Bombeiros retiram vítimas do ônibus que ficou com a frente totalemte destruída com o impacto do desastre(foto: O Cruzeiro/Arquivo EM - 13/9/1967)
Nove dias após o acidente, em 22 de novembro de 1967, Nelson Freire deu uma entrevista ao Estado de Minas, em que inocentava o motorista. Segundo ele, “o ônibus leito havia ultrapassado outro ônibus Cometa, na entrada do viaduto. O motorista estaria tentando controlar a direção e evitar o choque”.

Esse depoimento foi determinante para que a terceira hipótese voltasse a ser considerada, apesar da conclusão da perícia. Isso levou dúvidas aos investigadores. Nessa entrevista, o pianista contou, também, que tinha recebido um telegrama da atriz francesa Henriette Morineau, que dizia: “Que essa dor vos engrandeça. Que a vossa arte seja o nosso refúgio.
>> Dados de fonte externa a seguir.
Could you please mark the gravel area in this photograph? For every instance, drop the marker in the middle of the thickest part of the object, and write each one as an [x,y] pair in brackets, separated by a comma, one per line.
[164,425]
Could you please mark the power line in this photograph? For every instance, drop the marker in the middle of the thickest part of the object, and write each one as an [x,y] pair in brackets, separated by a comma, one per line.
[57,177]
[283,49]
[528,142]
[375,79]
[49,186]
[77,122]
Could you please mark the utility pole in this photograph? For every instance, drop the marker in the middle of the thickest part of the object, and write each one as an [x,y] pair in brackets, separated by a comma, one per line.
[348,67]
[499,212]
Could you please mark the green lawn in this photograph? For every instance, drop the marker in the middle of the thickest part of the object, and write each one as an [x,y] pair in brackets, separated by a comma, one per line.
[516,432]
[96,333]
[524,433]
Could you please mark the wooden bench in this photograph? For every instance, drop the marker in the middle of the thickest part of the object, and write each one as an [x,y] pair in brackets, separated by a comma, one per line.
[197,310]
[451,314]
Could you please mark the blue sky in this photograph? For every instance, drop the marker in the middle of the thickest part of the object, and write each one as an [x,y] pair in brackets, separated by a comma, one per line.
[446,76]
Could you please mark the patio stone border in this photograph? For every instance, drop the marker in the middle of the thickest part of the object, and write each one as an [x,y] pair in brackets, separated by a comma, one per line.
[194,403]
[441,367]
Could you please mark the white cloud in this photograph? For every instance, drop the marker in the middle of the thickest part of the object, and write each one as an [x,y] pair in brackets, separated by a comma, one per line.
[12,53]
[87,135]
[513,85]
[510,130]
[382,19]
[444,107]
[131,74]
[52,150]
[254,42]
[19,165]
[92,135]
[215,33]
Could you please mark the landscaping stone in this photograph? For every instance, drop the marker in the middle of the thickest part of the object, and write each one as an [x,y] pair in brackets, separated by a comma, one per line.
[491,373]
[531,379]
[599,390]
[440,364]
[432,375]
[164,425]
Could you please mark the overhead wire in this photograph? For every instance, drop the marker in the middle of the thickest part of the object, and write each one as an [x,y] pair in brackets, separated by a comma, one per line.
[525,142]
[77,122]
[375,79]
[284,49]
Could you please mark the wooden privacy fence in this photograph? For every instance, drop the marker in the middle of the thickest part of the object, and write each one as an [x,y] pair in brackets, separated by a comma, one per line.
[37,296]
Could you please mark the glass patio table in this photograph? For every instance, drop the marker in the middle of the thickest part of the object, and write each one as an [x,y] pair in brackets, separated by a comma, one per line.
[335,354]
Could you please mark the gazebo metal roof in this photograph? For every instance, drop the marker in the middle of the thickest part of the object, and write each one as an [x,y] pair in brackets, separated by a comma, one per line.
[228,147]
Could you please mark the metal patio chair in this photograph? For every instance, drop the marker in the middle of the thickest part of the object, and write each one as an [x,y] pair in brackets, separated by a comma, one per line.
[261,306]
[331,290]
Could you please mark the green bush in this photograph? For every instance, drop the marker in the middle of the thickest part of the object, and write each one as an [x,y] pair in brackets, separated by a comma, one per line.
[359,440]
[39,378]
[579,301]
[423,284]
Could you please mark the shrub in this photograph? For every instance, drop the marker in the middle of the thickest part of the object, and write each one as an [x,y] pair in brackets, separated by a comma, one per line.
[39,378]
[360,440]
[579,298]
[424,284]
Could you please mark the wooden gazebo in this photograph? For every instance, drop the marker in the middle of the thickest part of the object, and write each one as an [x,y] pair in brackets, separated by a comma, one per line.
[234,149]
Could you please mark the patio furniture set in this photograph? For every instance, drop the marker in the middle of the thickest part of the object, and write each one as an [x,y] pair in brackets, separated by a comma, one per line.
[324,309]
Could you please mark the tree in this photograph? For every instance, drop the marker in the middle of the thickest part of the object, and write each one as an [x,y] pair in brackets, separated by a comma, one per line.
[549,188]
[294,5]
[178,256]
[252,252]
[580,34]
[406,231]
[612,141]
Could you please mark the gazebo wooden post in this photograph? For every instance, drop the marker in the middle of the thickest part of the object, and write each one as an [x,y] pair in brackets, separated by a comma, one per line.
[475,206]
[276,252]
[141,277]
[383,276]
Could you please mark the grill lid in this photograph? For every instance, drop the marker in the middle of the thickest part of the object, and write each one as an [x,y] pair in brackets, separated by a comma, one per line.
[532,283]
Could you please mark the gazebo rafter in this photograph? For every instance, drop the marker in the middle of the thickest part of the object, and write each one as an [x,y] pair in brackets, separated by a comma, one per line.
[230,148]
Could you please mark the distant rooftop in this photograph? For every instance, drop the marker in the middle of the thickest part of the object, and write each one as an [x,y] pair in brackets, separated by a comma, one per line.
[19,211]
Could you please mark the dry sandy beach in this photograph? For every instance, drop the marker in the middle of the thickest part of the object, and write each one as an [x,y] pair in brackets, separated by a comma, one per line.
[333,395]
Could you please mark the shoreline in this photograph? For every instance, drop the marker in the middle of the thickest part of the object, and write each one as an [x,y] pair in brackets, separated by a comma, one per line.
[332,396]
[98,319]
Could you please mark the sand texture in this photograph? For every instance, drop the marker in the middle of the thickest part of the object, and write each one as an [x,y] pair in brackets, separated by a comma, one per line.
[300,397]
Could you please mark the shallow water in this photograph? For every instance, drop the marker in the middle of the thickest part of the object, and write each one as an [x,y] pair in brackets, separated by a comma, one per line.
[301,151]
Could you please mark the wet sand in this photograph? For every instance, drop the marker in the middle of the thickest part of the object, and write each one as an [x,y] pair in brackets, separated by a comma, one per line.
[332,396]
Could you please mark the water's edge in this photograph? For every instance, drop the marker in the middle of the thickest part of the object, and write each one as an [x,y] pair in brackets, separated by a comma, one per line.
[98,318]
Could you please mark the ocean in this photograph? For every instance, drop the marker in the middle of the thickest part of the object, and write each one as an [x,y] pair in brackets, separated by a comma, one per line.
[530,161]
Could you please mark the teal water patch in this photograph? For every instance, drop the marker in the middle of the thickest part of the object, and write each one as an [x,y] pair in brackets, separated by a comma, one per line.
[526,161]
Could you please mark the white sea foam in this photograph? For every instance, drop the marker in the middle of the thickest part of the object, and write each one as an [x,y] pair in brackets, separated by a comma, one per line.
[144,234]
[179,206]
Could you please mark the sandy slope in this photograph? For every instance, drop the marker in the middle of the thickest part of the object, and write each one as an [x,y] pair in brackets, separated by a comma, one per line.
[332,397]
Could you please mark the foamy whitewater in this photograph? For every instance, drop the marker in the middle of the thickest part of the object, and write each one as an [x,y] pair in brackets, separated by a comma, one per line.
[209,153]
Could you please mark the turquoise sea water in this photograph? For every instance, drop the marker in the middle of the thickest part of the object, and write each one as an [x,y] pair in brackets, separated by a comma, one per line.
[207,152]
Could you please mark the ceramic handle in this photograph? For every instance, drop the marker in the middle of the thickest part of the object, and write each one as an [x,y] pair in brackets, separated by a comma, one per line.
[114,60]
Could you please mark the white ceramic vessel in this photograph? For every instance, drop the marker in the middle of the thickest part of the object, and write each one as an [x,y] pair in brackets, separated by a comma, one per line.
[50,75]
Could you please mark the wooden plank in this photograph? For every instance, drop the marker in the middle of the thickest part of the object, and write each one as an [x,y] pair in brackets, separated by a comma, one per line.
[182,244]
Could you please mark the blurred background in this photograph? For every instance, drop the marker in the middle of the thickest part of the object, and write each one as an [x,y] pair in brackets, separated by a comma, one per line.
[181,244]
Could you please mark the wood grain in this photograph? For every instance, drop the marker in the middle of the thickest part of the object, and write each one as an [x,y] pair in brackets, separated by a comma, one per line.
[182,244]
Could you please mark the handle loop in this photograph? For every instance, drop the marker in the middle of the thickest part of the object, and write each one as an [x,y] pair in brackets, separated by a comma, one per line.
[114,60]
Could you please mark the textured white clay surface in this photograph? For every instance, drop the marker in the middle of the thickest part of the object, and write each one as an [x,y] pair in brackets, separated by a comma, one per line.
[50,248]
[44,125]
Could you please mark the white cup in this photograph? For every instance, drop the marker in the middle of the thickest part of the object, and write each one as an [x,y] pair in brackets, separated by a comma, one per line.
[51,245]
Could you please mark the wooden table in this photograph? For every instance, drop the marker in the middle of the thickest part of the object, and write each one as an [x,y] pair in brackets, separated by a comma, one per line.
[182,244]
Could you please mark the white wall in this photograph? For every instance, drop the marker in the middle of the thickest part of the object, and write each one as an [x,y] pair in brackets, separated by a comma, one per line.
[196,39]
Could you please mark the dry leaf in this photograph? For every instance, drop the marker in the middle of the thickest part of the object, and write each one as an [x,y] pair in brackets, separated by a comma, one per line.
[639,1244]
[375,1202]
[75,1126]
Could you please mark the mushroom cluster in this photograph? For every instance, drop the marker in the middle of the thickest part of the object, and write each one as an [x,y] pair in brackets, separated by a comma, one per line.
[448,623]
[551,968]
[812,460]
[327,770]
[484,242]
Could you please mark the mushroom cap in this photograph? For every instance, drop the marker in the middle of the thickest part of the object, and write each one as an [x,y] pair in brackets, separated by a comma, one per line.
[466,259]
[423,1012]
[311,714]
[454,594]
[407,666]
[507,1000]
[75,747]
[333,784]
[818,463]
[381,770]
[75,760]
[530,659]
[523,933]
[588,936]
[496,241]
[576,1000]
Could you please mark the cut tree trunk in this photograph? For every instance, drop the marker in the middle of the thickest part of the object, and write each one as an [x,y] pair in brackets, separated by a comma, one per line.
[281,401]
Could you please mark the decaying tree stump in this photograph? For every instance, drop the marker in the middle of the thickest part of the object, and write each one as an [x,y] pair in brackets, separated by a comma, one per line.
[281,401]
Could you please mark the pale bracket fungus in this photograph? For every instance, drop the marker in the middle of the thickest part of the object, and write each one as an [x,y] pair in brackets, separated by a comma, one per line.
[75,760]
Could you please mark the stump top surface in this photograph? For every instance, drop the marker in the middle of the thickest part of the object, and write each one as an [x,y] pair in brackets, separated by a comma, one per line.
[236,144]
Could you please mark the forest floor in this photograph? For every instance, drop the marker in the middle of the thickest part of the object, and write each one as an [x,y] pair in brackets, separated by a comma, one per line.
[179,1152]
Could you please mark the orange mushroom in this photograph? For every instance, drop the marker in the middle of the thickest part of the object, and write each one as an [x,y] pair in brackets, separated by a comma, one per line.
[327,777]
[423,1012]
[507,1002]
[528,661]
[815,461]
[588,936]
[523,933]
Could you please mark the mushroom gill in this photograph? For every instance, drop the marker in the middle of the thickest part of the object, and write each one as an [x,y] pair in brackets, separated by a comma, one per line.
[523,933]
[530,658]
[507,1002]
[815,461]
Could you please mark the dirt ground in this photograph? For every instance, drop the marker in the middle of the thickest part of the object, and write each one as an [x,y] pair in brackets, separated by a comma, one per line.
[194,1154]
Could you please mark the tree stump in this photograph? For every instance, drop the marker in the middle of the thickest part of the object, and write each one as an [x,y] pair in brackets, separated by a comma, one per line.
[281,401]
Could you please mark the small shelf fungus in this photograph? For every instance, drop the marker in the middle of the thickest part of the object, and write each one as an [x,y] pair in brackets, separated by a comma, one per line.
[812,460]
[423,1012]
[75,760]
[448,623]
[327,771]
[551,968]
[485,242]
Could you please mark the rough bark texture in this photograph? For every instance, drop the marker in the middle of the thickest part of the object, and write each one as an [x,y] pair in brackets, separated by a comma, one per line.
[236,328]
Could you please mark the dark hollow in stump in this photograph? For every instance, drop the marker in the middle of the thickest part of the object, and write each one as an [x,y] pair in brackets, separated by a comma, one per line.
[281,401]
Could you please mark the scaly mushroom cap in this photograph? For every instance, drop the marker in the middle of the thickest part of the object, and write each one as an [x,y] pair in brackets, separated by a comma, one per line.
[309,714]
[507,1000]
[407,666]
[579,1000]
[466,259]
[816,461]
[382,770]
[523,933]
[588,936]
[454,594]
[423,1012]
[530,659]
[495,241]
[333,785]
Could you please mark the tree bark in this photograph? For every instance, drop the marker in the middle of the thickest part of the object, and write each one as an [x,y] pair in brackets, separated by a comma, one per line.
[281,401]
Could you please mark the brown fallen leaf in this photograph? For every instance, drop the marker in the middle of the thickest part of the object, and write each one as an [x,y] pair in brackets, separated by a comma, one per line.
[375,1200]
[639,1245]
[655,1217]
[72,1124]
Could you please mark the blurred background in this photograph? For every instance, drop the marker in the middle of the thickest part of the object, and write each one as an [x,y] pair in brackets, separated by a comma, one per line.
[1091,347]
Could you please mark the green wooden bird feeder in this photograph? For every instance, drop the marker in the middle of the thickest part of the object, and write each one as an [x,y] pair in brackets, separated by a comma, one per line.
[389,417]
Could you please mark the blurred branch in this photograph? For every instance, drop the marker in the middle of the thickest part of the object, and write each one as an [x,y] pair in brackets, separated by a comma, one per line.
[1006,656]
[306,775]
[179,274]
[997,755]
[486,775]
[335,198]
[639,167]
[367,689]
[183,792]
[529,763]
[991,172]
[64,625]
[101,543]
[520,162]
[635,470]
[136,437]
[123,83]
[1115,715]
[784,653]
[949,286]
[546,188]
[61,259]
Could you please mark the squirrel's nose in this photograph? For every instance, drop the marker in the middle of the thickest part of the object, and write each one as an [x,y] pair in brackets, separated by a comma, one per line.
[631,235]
Eu vos lamento de todo o coração”.

Pareceres desfavoráveis à construção do elevado

Na época, surgiram diversos documentos que mostravam pareceres contrários à construção do Viaduto das Almas da forma como foi feito: uma ponte em curva. A engenharia rodoviária do DNER alertava para o fato de os construtores desobedecerem aos padrões de prudência, principalmente pelo fato de a construção ser depois de duas descidas, uma de cada lado, e ainda por cima com uma amurada considerada fraca, sem condições de conter qualquer impacto.

De nada adiantaram os pareceres, pois nada foi feito. O viaduto continuou a ser utilizado e, dois anos depois, um novo acidente no local. Foi em 3 de agosto de 1969, quando outro ônibus que vinha do Rio de Janeiro para Belo Horizonte despencou do viaduto, matando 30 pessoas. Ninguém nunca foi julgado pelas mortes.

O Viaduto Vila Rica, conhecido popularmente por Viaduto das Almas, foi inaugurado em 1957. No entanto, depois de dois graves acidentes de ônibus de viagem, que resultaram na morte de 44 pessoas, teve início uma campanha para a demolição do espaço, o que nunca aconteceu, e a construção de um novo.

Um projeto foi feito, em 1998. As obras, no entanto, só tiveram início em 2006. A inauguração do novo elevado, o Viaduto Márcio Rocha Martins, no entanto, só aconteceu em 26 de outubro de 2010.

O novo local fica distante dois quilômetros do antigo Viaduto das Almas, no quilômetro 592 da BR-040. A inauguração, no entanto, foi feita sem que a obras estivesse totalmente concluída. Faltava ainda a contenção do talude e os bueiros não estavam acabados.

A obra foi demorada e foram, pelo menos, seis adiamentos da data de inauguração. A previsão inicial era de um custo de R$ 40 milhões, mas o valor final chegou aos R$ 160 milhões.